L'endartériectomie pulmonaire est le traitement de choix quand le patient est jugé opérable après discussion multidisciplinaire dans un centre expert. Elle permet une amélioration majeure, tant hémodynamique que clinique, avec une mortalité postopératoire < 3 %.
Chez les patients considérés comme non opérables ainsi que chez les patients dont l'état de santé est insuffisamment amélioré par la chirurgie, le riociguat est actuellement le seul traitement oral approuvé dans cette indication. Dans l'essai CHEST-1, le riociguat permettait une amélioration de la distance parcourue au test de marche de 6 minutes (+46 m versus placebo à 4 mois) chez les patients ne réunissant pas les critères pour une endartériectomie pulmonaire (ou avec hypertension pulmonaire persistante après chirurgie). Le riociguat permettait aussi une baisse des résistances vasculaires pulmonaires de l'ordre de 30 %. Aucun des autres traitements oraux testés (sildénafil, bosentan, ambrisentan, macitentan) n'a pu prouver son efficacité sur un critère clinique dans un essai de phase III. À noter que, dans un essai de phase II, le macitentan a démontré un effet modeste sur les résistances vasculaires pulmonaires, sur un effectif limité. Plus récemment, le tréprostinil sous-cutané a démontré son efficacité sur la distance parcourue au test de marche de 6 minutes, chez des patients ne réunissant pas les critères pour une endartériectomie pulmonaire (ou atteints d'une hypertension pulmonaire persistante après chirurgie).

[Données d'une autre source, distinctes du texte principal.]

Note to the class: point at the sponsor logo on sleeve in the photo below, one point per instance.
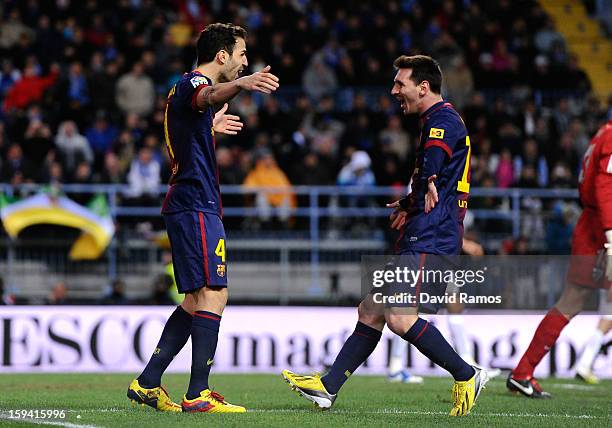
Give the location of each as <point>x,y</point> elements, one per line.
<point>198,80</point>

L'angioplastie des artères pulmonaires, à la suite de progrès récents, principalement sous l'impulsion d'équipes japonaises, est une technique aujourd'hui à maturité, qui permet de traiter les patients atteints de formes inopérables. Elle ne se conçoit que dans des centres experts, où l'efficacité après 5 à 6 sessions est remarquable, avec une baisse des résistances vasculaires pulmonaires de plus de 60 %. La mortalité est faible, voire nulle ; cependant, certaines complications restent fréquentes, en particulier les hémorragies intraparenchymateuses dues à un traumatisme vasculaire au cours de la procédure. Ces complications sont d'autant plus fréquentes que l'hypertension pulmonaire est sévère. Des résultats récents suggèrent qu'un traitement médical qui permet de baisser la pression artérielle pulmonaire moyenne et les résistances vasculaires pulmonaires avant l'angioplastie peut entraîner une diminution de la fréquence de ces complications.
Enfin, certains patients peuvent bénéficier de l'association successive de ces différentes options thérapeutiques (traitement multimodal). Il n'y a pas de consensus concernant les critères d'éligibilité à ce traitement multimodal, qui sont dépendants de l'expérience de chaque centre expert. La sélection des patients doit être effectuée au cours d'une réunion de concertation pluridisciplinaire et l'évaluation à long terme du traitement multimodal devra être rigoureusement menée.